Get the top HN stories in your inbox every day.
celestialcheese
arnaudsm
Using LLMs with 100GB VRAM to convert PDFs to CSVs is truly depressing, but I am sure many companies will love it.
2023 office software already uses 1000x more ressources than 1990s'. I bet we are ready to do that again.
visarga
Not just PDFs with tables. It works on any semi-structured document with key-value pairs like invoices, purchase orders, receipts, tickets, forms, error messages, logs, etc.
The "Information Extraction from semistructured and unstructured documents" task is seeing a huge leap, just 3 years ago it was very tedious to train a model to solve a single use case. Now they all work.
But if you do make the effort to train a specialised model for a single document type, the narrow model surpasses GPT3.5 and 4.
version_five
Consulting companies are paying juniors > $150k per year to do this kind of thing. In some objective sense, it's absurd, but locally, it makes more sense to use an expensive gpu than an MBA class president. And in 10 years, everyone's phone will have that much compute anyway.
csomar
It's funny but React/Node/Electron apps will suddenly become minimalist once everyone and his brother start adding a neural model to his app that consumes 10GB of V/RAM.
martythemaniak
You're missing the developer time. You no longer have to spend hours (or days, perhaps weeks depending on the sources) stringing together random libs, munging and cleaning data, testing, etc etc.
arnaudsm
I agree, computers are cheapers than engineers.

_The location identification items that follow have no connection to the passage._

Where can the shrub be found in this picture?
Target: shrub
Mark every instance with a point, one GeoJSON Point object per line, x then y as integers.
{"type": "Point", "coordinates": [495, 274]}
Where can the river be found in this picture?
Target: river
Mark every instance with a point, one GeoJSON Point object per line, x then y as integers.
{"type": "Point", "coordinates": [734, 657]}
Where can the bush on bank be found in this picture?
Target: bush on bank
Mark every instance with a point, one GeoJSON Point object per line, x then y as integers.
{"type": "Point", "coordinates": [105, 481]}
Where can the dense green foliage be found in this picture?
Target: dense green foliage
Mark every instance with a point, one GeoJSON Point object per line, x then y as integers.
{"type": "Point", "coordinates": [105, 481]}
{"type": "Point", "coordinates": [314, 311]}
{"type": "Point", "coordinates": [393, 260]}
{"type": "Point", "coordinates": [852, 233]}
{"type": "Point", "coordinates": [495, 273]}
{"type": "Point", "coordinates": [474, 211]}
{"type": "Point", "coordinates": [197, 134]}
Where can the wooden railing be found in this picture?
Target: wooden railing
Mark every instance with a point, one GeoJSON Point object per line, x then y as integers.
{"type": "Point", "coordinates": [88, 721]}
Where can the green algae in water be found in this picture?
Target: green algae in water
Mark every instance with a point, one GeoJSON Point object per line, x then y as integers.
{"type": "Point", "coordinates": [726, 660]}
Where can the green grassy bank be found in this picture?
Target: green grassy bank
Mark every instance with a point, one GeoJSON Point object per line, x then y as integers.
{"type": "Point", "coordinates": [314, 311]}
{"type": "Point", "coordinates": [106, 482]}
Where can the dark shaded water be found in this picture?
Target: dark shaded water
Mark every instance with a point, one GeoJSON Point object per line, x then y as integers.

But I wonder how much more productive our economies could be if everyone was taught programming the same way we teach reading & writing, and open standards were ubiquitous.
celestialcheese
If you’ve never built PDF or archive document parsing systems, you don’t know true pain.
I see it as incredible. Most PDFs that i see are basically just thin wrappers around image scans of documents that don’t exist anywhere anymore. Archives from estates, manuals, etc.
These techniques of using LLMs to clean ocr output is game changing because best in class before was human-in-the-loop systems that required huge amounts of rewriting to get useable output.
Now LLMs are unlocking for significantly cheaper previously difficult data sources for relatively cheap.
SongofEarth
On youtube there are timer and stopwatch videos that have millions of views, people are streaming 1080p videos for something that can be implemented locally within 20 lines of code, but does it matter really, it won't make a dent on Google's revenue.
If LLMs are deployed in large enough scale, the convenience really could justify the cost.
yawnxyz
we also had more secretaries and people who just retyped things all day in the 90's!
throwaway888abc
It's worth double for the increase in accuracy. Don't let me go to Amazon Mechanical poor souls Turk.
anonymouse008
> text extracted using tesseract
You're saying 'the text' without normalizing the rows and columns (basically the tab, space or newline delimited text with sporadic lines per row) was all you needed to send? I still have to normalize my tables even for GPT-4, I guess because I have weird merged rows and columns that attempt to do grouping info on top of the table data itself.
celestialcheese
exactly. Just sent raw tesseract output, no formatting or "fix the OCR text" step. So the data looked like:
``` col1col2col3\nrow label\tdatapoint1\tdatapoint2... ``` Very messy.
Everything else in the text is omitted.